Maybe it's unfair on Efimova, who insists she is now clean and will be tested repeatedly again this week. Spanish cyclist Alejandro Valverde, banned for two years in 2010 for blood doping, lined up in Saturday's road race without receiving the same treatment.
Lilly King, the 19-year-old American who beat Efimova to gold on Monday, mocked her finger-wagging celebrations after the semi-finals. Asked whether athlete and US team-mate Justin Gatlin, who has served two doping bans, should be taking part in the Games, King replied: "Do I think people who have been caught for doping offences should be on the team? No, they shouldn't."
Maybe you can't blame the clean athletes for fighting back. The overwhelming majority of athletes at this Games are clean, here through the same combination of talent, training and dedication that has always carried champions on.
And yet so regular have been the scandals, so familiar the litany of cheats given second chances, that every great performance is now subject to instant dispute on social media.
In that fog of suspicion, inelegant nationalism and unfettered rumour, innocence is lost.
Hungary's Katinka Hosszu smashes the world record by two seconds to take 400m individual medley gold. Most celebrate her triumph, others wonder how she has improved so much, aged 27, having failed to win a medal four years ago in London.
Adam Peaty destroys the rest of the field in the 100m breaststroke by 1.56 seconds. Britain celebrates; tweets circle from other nations questioning how one young man can be so clear of so many other greats.

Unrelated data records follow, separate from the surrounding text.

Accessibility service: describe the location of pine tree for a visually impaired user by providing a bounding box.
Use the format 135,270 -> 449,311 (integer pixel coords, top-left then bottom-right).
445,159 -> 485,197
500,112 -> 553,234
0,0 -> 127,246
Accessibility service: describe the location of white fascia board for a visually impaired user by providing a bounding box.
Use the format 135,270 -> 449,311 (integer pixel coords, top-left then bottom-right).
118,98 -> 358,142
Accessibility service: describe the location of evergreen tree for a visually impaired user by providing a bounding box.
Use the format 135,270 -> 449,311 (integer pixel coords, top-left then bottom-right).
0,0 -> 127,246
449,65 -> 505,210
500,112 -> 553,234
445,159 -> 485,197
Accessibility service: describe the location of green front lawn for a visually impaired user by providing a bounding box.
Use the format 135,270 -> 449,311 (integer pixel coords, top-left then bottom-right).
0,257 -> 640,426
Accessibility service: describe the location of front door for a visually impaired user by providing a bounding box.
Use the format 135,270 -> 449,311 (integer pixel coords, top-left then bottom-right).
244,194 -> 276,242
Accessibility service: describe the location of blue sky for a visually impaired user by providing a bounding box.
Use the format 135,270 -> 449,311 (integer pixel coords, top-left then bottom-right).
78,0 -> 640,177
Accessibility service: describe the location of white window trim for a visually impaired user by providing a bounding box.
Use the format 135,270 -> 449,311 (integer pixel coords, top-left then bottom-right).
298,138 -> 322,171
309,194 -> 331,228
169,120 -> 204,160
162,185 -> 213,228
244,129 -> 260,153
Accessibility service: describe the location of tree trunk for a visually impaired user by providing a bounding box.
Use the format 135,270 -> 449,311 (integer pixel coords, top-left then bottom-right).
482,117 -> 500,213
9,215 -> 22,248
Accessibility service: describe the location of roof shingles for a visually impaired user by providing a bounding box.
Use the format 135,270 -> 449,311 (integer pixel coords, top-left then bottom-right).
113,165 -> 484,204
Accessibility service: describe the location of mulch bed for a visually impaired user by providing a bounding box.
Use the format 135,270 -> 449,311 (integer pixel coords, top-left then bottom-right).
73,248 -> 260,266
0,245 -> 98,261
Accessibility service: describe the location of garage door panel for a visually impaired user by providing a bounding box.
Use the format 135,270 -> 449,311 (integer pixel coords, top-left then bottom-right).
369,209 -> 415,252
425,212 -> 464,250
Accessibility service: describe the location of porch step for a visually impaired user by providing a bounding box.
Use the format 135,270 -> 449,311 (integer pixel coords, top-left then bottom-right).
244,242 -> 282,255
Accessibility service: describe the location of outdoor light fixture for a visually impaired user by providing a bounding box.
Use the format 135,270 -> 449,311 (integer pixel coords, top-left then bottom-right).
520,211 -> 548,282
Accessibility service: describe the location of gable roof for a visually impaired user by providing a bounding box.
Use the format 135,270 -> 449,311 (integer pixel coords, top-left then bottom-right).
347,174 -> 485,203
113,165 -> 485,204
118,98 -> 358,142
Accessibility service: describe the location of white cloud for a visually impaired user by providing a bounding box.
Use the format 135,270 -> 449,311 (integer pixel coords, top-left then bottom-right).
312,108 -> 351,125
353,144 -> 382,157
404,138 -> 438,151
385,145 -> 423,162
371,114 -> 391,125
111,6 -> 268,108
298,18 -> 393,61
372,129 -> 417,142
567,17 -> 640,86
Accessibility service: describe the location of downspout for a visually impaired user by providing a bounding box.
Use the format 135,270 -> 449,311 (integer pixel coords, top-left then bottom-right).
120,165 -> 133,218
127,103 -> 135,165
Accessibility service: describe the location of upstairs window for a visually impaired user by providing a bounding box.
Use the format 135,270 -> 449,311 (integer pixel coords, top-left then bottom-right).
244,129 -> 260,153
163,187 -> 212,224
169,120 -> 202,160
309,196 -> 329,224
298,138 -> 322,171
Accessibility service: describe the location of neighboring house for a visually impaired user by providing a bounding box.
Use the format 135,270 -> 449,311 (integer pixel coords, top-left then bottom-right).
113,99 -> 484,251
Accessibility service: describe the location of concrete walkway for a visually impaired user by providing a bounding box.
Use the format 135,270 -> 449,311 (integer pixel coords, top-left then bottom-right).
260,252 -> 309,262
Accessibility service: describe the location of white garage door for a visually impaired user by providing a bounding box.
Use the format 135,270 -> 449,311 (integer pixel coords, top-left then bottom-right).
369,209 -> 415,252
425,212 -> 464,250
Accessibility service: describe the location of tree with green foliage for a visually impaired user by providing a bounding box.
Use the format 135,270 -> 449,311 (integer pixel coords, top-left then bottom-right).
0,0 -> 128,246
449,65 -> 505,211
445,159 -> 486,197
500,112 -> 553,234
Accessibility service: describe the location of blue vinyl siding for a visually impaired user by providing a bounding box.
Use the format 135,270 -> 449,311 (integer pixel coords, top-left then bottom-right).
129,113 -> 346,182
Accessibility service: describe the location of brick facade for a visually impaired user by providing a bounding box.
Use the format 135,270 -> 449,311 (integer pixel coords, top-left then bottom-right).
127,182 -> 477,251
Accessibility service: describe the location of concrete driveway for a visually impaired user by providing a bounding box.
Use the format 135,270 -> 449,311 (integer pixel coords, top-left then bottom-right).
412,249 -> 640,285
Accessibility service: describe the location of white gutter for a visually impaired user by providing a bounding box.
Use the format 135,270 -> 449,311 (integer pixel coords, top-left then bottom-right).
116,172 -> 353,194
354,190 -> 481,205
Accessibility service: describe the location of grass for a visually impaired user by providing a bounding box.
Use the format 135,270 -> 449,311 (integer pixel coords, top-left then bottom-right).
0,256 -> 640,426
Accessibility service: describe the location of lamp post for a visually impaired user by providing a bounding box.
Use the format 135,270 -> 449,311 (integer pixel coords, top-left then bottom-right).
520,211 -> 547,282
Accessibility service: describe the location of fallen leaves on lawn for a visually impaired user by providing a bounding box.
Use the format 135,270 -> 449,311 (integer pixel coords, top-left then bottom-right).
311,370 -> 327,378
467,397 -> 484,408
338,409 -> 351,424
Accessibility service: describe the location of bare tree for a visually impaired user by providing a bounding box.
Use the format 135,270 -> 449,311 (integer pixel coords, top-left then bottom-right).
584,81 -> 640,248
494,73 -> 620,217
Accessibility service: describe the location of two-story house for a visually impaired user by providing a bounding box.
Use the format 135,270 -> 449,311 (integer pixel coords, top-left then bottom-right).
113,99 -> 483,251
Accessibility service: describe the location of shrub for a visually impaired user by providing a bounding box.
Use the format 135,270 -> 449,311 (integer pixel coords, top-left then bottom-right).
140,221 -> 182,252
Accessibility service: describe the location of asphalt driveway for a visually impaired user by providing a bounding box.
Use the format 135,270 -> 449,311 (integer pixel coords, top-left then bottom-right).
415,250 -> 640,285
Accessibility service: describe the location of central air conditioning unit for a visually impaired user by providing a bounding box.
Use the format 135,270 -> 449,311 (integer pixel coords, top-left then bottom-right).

That selective mistrust was already there in London four years ago. Lithuania's Ruta Meilutyte won 100m breaststroke gold aged 15 and was eulogised; China's 16-year-old Ye Shiwen broke the 400 individual medley world record to a very different reaction.
Now it is swamping national borders.
And when the trust goes, the great elation of watching elite sport can leach away too.
How much of yourself to give emotionally to a golden moment when there is the nagging fear that it will be scratched from the books a few years down the line? From one athletics race alone at London 2012, the women's 1500m, six athletes have now been sanctioned for doping offences.
How much wonder to invest in a superhuman performance when it might just be too good to be true? Of the top five fastest men in 100m sprinting history, four have been banned for drugs.
Never has the need for reassurance been greater. But while the IOC has talked a good game - president Thomas Bach promised to enforce the "toughest sanctions available" after the McLaren report, its subsequent decision to hand each individual sporting federation the power to decide if Russian competitors should compete has neither bolstered former cheats like Efimova nor protected the reputations of those Russians who might be clean.
"I think it's sad that we have people who are testing positive not once but twice, and still having the opportunity to swim at these Games," says the most decorated Olympian of all time, Michael Phelps.
"It breaks my heart, and I wish somebody would do something about it."
Perhaps the storm will die away. There will be so much wonderful sport over the remaining 12 days that many will rightly be caught up in the purity of most of it once again.
You hope that all those watching, whether in the bright new arenas here or late night and bleary-eyed around the world, can rejoice in all they see. You hope.